As part of the capacity planning used during iteration planning, historical values for the capacity of the team are tracked and used to limit the amount of work promised for the 1-2 week time box. This regular rhythm of planning, committing, executing, and delivering gives the project a heartbeat that allows its progress to be measured and tracked.
The final piece of the puzzle in dealing with the causes of schedule flaws happens during the creation of the software. Every single person on the team commits to creating a quality product, from the first user story to the last line of code. Everyone runs, everyone tests, everyone owns quality. Quality is never uncertain on a team like this. Each move that a team member makes is done with an eye on producing quality. There are automated tests around everything, including security, load, scalability, and performance. Most tests are run dozens of times a day, and every test is run at least once per night. The system is continuously built, deployed, and tested.

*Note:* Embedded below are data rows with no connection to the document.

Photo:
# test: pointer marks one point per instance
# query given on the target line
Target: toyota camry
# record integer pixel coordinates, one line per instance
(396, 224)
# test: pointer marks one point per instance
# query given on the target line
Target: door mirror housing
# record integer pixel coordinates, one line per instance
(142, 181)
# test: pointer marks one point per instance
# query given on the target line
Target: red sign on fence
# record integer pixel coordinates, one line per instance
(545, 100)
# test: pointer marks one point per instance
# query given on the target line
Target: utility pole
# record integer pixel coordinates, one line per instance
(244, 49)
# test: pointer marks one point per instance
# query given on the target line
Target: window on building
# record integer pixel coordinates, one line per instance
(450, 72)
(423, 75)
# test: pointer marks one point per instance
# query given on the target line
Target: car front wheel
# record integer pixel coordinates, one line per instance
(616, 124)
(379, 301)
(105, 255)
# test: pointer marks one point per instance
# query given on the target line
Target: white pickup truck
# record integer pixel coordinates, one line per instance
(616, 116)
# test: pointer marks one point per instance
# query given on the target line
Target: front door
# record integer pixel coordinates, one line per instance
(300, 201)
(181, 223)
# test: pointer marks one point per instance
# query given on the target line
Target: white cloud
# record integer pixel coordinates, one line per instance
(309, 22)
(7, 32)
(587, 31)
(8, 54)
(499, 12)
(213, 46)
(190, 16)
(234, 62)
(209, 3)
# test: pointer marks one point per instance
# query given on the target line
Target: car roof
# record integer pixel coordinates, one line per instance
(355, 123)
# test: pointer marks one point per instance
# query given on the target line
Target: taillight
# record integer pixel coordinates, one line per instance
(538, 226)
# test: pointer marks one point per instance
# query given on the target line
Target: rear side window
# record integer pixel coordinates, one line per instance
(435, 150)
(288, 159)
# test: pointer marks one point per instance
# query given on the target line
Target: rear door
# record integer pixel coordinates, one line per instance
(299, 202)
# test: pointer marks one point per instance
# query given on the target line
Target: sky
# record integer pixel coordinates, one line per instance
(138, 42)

Obviously, there is effort expended to reach these quality levels. But the benefit of this effort is that a team can be ready to ship code at any time. Any feature that is done is really done. It is coded, tested at the feature and system level, all needed documentation is written, and it is ready to go. This lets progress through the project be tracked in terms of completed value, and allows for early and incremental delivery of working functionality.
By focusing on the agile practices and metrics detailed in this post, teams can identify and manage those risks that cause schedule flaws. The metrics give visibility to the risks, while the practices give teams tools to manage those risks. Between the combination of the two, teams can deliver value to their stakeholders quickly, effectively, and with high quality. And delivering value is what we’re here for, isn’t it?